Can you expand on how Research Data Australia obtains references to data? Is it just if it is held by an Australian institution? E.g. if an Australian lab/Institute publishes data in a European repository it won’t be included in Research Data Australia?

Answer: That depends on the metadata that the lab/Institute makes available for harvest by RDA, using the OAI-PMH. We’ll get more into this next week in Accessible and Interoperable.

Does [using a DOI] promote browsing and discovery through serendipity?

Answer: It can do yes. Being able to click through to a research object via a DOI does make it easier to browse through works.

Many universities have developed data stores (eg UQ RDM, Uni Sydney RDS etc). Are those stores connected to RDA automatically to be findable? Does Google Dataset Search index them too?

Answer: Indeed they are. Nearly all university data repositories feed through the Research Data Australia. Research Data Australia automatically feeds this information through to Google Dataset search, so all data sets discoverable through Research Data Australia are also automatically findable through Google Dataset Search.

Is there a difference between findability and discoverability? thanks.

Answer: These are often different sides of the same coin. Findability responds to the quest of the person (or service) who is looking for the data, ie, it has a focus on the user. Discoverability refers to what the service provider (eg repository) does to enable their collection to be searchable.

Would that lead to Institutions having ORCiDs? (can institutions currently have ORCiDs?)

Answer: There is a different PID for organisation - RoR.

How early in the research project lifecycle would you obtain a DOI for the research data?

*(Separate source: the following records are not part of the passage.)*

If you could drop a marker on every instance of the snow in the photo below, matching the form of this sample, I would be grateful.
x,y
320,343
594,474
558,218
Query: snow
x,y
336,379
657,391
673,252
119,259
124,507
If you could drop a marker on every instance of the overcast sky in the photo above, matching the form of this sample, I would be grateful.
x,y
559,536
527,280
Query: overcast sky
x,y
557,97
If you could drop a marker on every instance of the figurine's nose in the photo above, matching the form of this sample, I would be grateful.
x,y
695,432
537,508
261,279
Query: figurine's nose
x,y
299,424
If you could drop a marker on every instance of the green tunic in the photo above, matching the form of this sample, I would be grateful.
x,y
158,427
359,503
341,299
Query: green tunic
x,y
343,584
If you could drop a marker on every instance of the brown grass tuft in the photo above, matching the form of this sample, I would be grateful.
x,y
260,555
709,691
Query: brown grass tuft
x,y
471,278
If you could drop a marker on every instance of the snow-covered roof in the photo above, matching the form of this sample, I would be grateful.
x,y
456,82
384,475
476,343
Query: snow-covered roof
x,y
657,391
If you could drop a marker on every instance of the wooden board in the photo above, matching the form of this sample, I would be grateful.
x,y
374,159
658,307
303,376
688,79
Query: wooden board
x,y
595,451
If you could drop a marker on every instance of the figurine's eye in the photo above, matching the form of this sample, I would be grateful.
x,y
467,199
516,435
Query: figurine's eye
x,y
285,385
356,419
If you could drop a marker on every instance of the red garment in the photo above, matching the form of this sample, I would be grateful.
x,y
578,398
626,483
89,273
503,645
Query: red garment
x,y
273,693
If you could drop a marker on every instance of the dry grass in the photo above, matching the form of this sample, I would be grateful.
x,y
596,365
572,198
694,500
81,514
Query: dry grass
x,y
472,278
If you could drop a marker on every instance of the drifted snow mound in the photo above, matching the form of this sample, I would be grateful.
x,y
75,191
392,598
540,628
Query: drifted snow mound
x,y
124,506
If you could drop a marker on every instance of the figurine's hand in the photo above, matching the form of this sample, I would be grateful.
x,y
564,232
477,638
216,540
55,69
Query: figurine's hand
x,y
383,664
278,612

Answer: There is no firm answer on this as cases and workflows vary to much. However, as a general rule, when the data is in a cleaned and finalised state and entered into a repository/database that would be an ideal time. For a dataset that is still being actively used for the research a Handle may be more appropriate.

That is the bottle neck of Open Science: the reward system. To give credit to GOOD DATA SHARED and cited. But we do not need the same mistake with the data that we have done with publications. Not only measuring “data citation” but data sharing, etc.

Answer: Yes, changing what we value and how we encourage that cultural change is a long game.

Accessible

Clearly the specifics (e.g. the Consent) aren’t going to be unified if some mediation is involved. Is there any international move on the forms of access - others probably face the same questions.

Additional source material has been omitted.